The UI in VS is quite different with VS and the core quota on the bottom center of the screen with each player's lives hearts on either side of it, then the pocketwatch timer is on the top left and right corners with the combo counter and score multiplier on the top middle. Garbage blocks appear just above the VS icon, growing in size and count to indicate more and more blocks to drop.

Audio
There are no voices in the game.

I really liked the music. I guess there's a lot of techno here, maybe some electronica, I don't know, metal? Genres, man, like wow. Give it a listen. You can either have the game play music for assuming each game mode, or set it to random to give every stage a different theme.

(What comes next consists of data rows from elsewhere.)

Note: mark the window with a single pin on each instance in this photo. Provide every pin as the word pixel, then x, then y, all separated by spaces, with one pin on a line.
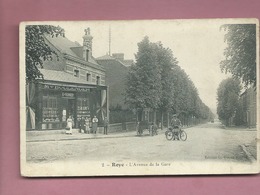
pixel 88 77
pixel 76 73
pixel 98 80
pixel 50 110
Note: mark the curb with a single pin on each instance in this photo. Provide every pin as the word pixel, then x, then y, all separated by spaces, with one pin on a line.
pixel 248 154
pixel 78 138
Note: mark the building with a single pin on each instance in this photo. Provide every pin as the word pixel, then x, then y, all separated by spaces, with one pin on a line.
pixel 116 72
pixel 73 85
pixel 248 107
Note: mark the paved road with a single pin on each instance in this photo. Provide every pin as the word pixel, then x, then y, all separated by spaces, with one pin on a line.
pixel 208 142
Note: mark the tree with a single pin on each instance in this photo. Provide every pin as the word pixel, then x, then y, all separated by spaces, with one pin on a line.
pixel 156 81
pixel 240 54
pixel 36 50
pixel 143 86
pixel 227 97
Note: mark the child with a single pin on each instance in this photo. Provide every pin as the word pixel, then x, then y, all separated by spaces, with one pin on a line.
pixel 87 125
pixel 69 126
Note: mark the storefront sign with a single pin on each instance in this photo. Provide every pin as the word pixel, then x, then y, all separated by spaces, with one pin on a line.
pixel 67 95
pixel 67 88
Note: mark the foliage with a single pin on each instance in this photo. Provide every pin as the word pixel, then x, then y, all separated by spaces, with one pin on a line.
pixel 156 81
pixel 143 81
pixel 240 53
pixel 227 97
pixel 36 50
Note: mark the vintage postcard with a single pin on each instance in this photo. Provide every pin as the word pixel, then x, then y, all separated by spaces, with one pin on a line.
pixel 143 97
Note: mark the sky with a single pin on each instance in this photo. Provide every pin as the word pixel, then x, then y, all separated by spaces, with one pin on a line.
pixel 198 45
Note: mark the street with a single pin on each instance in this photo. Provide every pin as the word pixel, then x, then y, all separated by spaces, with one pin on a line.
pixel 207 142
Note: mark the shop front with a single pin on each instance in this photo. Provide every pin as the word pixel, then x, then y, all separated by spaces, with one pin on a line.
pixel 55 102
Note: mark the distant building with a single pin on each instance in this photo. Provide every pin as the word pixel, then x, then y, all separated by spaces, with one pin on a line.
pixel 73 85
pixel 116 72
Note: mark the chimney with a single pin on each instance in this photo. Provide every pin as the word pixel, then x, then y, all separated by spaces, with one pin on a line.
pixel 87 45
pixel 119 56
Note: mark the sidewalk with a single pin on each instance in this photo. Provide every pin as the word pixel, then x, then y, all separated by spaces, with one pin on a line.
pixel 60 135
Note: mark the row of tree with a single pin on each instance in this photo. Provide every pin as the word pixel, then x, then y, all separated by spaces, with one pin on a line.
pixel 157 82
pixel 240 61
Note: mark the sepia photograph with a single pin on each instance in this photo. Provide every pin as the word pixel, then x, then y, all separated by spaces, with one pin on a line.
pixel 139 97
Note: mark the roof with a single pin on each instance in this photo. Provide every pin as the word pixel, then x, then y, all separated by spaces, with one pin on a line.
pixel 61 76
pixel 106 57
pixel 66 46
pixel 123 62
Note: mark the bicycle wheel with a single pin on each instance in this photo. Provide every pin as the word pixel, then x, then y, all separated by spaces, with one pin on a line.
pixel 169 135
pixel 183 135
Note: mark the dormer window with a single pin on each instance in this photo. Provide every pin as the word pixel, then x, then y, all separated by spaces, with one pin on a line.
pixel 76 73
pixel 88 77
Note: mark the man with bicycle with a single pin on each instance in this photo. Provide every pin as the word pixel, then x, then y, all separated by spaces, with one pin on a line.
pixel 176 126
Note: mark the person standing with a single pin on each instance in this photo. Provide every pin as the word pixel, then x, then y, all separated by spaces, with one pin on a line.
pixel 87 125
pixel 94 124
pixel 106 122
pixel 81 125
pixel 69 126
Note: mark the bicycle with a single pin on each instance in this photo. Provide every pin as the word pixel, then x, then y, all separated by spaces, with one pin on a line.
pixel 172 135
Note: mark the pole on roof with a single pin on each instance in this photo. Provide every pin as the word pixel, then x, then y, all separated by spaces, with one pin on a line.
pixel 109 41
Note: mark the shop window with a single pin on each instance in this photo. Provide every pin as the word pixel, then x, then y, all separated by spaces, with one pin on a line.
pixel 49 109
pixel 98 80
pixel 76 73
pixel 88 77
pixel 83 108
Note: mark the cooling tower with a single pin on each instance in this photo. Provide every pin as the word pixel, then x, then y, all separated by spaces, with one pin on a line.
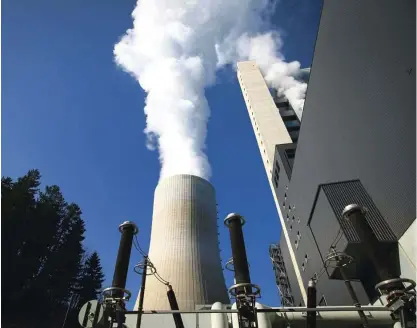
pixel 184 245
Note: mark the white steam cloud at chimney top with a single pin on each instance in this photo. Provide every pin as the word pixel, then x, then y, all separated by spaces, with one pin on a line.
pixel 174 50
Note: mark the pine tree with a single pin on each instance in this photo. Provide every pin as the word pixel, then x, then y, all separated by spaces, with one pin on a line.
pixel 92 279
pixel 42 254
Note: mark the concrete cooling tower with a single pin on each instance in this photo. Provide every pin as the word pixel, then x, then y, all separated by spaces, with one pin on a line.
pixel 184 245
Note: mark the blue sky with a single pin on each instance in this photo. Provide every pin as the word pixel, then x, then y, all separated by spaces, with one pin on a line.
pixel 68 111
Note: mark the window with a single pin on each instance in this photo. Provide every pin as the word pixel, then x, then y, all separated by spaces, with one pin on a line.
pixel 322 301
pixel 292 123
pixel 290 153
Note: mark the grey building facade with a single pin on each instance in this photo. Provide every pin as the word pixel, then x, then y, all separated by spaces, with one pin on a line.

There are also hidden tracks. On the name selection screen, hold L and press C Down and C Right to change the numbers to symbols. Enter your name as "G👽MEBOY" (or G[alien head]MEBOY if that doesn't show up for you) to unlock these hidden tracks. They're considerably different from the songs that normally play, having a very lo-fi feel to them. They're weird!

Stability
I didn't have any crashes or the like, but there were a few times when I'd grab a block and it wouldn't drag. I might've simply tried to move before actually grabbing, so eh.

Replay Value
There are, what, 435 levels not counting Practice or Time Trial? Kind of screws with the concept of replay value, but there's a lot of game here. If you're the type to care about leaderboards, you can try to see how well you can do or beat previous scores in a number of modes, so that might be a pretty strong hook. But as I said above, you had to do it in one session and lose all score if you power off the system.

What Worked For Me
Music
This is definitely near the top of my favorite Nintendo 64 soundtracks. Granted, I realize I haven't really played too many games, but this is competing with Goldeneye and Blast Corps. I'm not really so keen on the hidden tracks, but they're not bad. Different, for sure.

"What about Super Mario 64 or Ocarina of Time or--"

I mean, those are still good. I just like this and these better!

Lines
Of the different game types, this one ended up being my favorite. It still puts pressure on you to find matches, but in a slightly different way than in normal play. You still have to worry about the timer and an inconvenient drop, but since you have a permanent wildcard piece, you can freely shift blocks around without needing to match them to the shadow.

Hide and Seek
This game mode might take second place just because of the variety of different missions. I mean, yeah, all of them involve 'get to the core' in some way, but because you never do the same mission back-to-back, it keeps things relatively fresh. And it's kind of amusing to sit through the title cards for each of the different types. It's like being back in the bowling alleys in the mid/late 90s.

What I Didn't Like
No permanent unlocks?
I assume Lines mode unlocks at some point, but doing it in the name entry section only keeps it unlocked until you power off the machine. The G👽MEBOY music code also isn't permanent, but since you can't toggle these or ban certain tracks from playing, this may actually be a good thing to some!

Two matching rules
This part is probably the hardest thing to wrap your head around when it comes to what is and isn't a valid match. As explained above, the square and line pieces need to be lined up exactly to blow up, while the T/Z/L pieces just need to touch. It can be a little annoying to keep this in the back of your mind when the game starts mixing these pieces together.

Verdict - 5/5
When I was roughly 12 or so whenever I got this, I never gave this game a solid chance from what I remember. I'm still curious how much I really played, but my attention drifted to other things. I'm really, really glad I gave this one a serious attempt this time around. This was actually pretty fun, though I admit the speed of the timer in some of the later stages sure filtered me good.

I really recommend this one. It's nowhere near as difficult to understand as screenshots might imply, and almost every mode can be distilled to 'get to the core'. It isn't much like traditional Tetris at all, so while you won't have to worry about Mom stealing your GameBoy to play, this has enough of a scratch that might pair well with the itch for a good N64 puzzle game. Check it out.